Delirio per un idolo femminile e una Milano gelata
Dopo il successo del suo primo romanzo, Gli autunnali, Luca Ricci torna alla misura prediletta del racconto, e imprime un giro di vite al suo immaginario. All’autunno succede l’inverno, a un’ingrigita Roma una vetrificata Milano, all’ossessione per una donna-immagine quella per una donna-corpo, assediata e offesa e sconciata nei sotterranei-labirinto della metropoli.
Chi in questi anni sia stato avvinto dalla scrittura scintillante di Ricci potrà restare sorpreso da una stesura brusca, a sua volta rastremata dal gelo. Ma alla base di questa storia, spiccia e risoluta come la città che a suo modo celebra, c’è un’invenzione di stile non meno virtuosistica che in passato: la voce di chi dice «io», controfigura dell’Uomo del Sottosuolo dostoevskiano (allusiva la sua «vita di sotto», negli enfers dell’underground). L’«uomo della metropolitana» – della cui rispettabile vita «di sopra» poco o nulla sappiamo – non ostenta i rancori sobbollenti, la claustrofobia morale del suo avatar pietroburghese (o delle sue passate reincarnazioni: da Landolfi a Sartre, da Ernesto Sabato a Thomas Bernhard). È al contrario, in apparenza, uno soddisfatto di sé e del suo anticonformismo: che si esalta al confronto colle consumistiche smanie dei suoi concittadini, i loro sentimentalismi grossolani, le loro ridicole convenzioni.

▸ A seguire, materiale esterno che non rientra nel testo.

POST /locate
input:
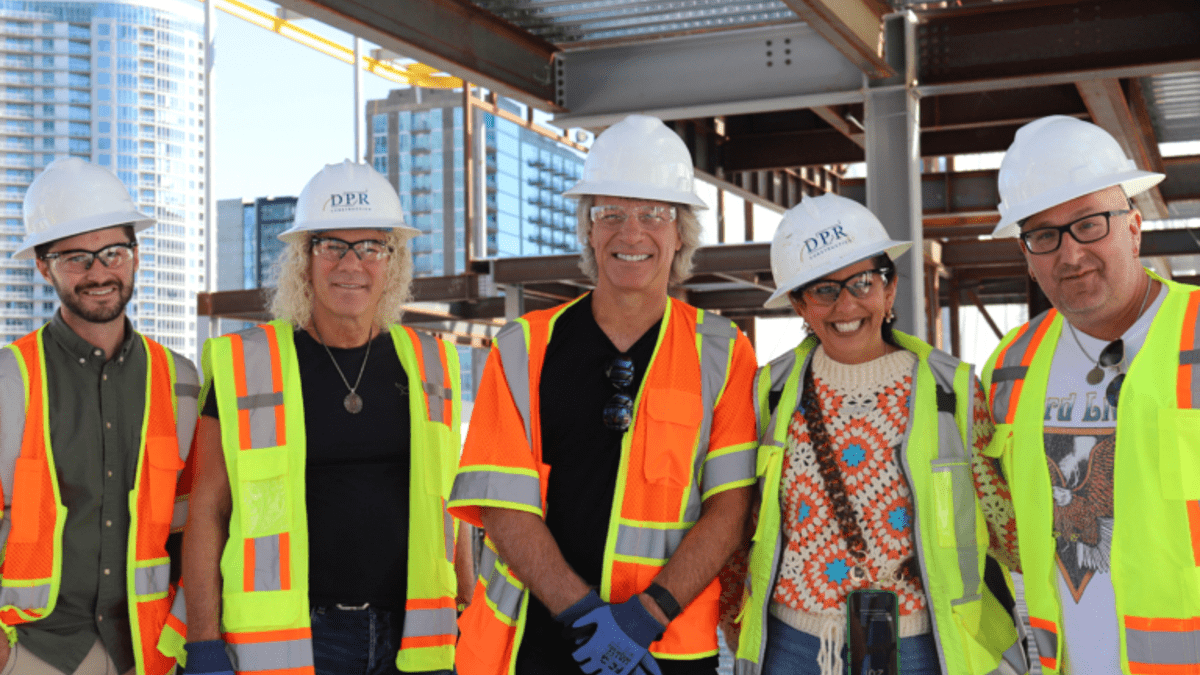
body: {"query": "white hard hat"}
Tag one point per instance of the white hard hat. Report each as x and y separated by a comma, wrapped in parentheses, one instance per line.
(641, 159)
(347, 196)
(71, 197)
(823, 234)
(1056, 159)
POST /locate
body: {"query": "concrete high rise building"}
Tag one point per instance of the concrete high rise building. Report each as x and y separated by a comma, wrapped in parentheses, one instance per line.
(120, 84)
(415, 139)
(249, 246)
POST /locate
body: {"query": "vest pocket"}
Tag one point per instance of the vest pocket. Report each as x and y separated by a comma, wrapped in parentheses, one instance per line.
(163, 464)
(28, 489)
(263, 482)
(669, 435)
(1180, 453)
(953, 490)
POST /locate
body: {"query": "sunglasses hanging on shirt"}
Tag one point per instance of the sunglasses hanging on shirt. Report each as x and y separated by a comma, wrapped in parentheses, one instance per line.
(618, 412)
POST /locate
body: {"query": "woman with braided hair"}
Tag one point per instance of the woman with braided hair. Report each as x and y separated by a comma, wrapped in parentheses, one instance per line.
(868, 469)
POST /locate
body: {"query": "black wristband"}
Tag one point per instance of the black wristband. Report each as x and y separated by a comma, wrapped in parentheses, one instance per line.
(665, 601)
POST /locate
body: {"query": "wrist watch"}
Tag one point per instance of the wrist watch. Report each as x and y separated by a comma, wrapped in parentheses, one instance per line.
(665, 601)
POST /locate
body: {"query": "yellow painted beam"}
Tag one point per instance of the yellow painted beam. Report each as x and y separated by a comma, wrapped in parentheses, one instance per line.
(417, 75)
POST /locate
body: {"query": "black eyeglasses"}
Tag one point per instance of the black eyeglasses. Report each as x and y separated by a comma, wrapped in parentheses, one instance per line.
(78, 261)
(334, 249)
(1086, 230)
(618, 412)
(827, 291)
(1113, 354)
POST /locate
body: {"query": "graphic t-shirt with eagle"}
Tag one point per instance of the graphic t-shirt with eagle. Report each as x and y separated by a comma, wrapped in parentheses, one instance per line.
(1080, 434)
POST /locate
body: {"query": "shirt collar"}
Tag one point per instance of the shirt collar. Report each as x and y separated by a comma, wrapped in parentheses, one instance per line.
(81, 348)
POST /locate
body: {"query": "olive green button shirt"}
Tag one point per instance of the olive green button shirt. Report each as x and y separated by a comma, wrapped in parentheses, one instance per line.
(96, 411)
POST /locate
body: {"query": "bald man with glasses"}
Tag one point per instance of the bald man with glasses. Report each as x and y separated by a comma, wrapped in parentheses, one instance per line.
(1097, 410)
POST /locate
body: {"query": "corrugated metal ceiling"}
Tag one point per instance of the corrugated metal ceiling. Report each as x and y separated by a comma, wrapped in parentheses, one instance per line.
(571, 22)
(1174, 102)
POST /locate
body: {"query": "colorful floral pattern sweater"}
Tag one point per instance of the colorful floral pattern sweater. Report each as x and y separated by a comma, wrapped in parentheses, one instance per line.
(867, 411)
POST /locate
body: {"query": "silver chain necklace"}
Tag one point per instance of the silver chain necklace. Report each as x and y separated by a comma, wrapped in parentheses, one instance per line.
(1097, 374)
(353, 402)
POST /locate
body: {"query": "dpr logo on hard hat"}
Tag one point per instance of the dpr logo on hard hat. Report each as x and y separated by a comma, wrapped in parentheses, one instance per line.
(828, 239)
(343, 202)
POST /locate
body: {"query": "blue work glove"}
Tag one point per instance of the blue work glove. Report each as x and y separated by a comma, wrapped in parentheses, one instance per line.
(613, 639)
(208, 657)
(571, 614)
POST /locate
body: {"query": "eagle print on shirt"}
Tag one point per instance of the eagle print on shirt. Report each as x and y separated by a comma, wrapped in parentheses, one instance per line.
(1080, 463)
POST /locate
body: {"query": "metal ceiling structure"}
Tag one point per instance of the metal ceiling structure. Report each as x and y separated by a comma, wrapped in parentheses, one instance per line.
(774, 97)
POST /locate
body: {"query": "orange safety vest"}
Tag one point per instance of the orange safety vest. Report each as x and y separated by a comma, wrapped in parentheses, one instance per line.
(693, 435)
(33, 559)
(1155, 560)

La sua abiezione è un «antidoto al Natale di Milano».
Ma, come sempre nelle storie di Ricci, incrina la solidità delle apparenze una linea scura, una febbre, un’ossessione. L’uomo della metropolitana tutti i giorni sprofonda nel suo abisso personale; in quei convogli costipati ogni volta è ipnotizzato da un volto, da un corpo; e quel volto idolatra, quel corpo insegue, sfiora, molesta. Non solo la sua mano è
morta, lo è tutto il suo essere: mentre «cerca di primeggiare nel degrado, eccellere nel disonore». E si sorprende di quanto spesso quelle donne non insorgano, non denuncino, non si sottraggano. Fino a quando s’imbatte in Martina, studentessa esile dalla «passività» che gli pare «solenne» e «divina». L’escalation della degradazione li trascinerà negli abissi come un vento infernale – «fino in fondo», lo esorta lei. In quel «loco d’ogni luce muto» scopriranno una disperazione muta e speculare. Viene allora in mente un altro spin off di Dostoevskij, Un amore di Buzzati (citato in esergo, e nel titolo): tanto meno rigoroso nella stesura quanto del pari vorticante nel «fisso delirio» per un idolo femminile dalla sacra laconicità, la giovanissima prostituta Laide (che «era autunno, era la disperazione, l’amore»). Anche lì, coprotagonista memorabile, Milano col suo «estenuato torpore». Se Buzzati ci dice troppo, Ricci ci dice il meno possibile. Ma è proprio così che, senza remissione, ci porta fino in fondo.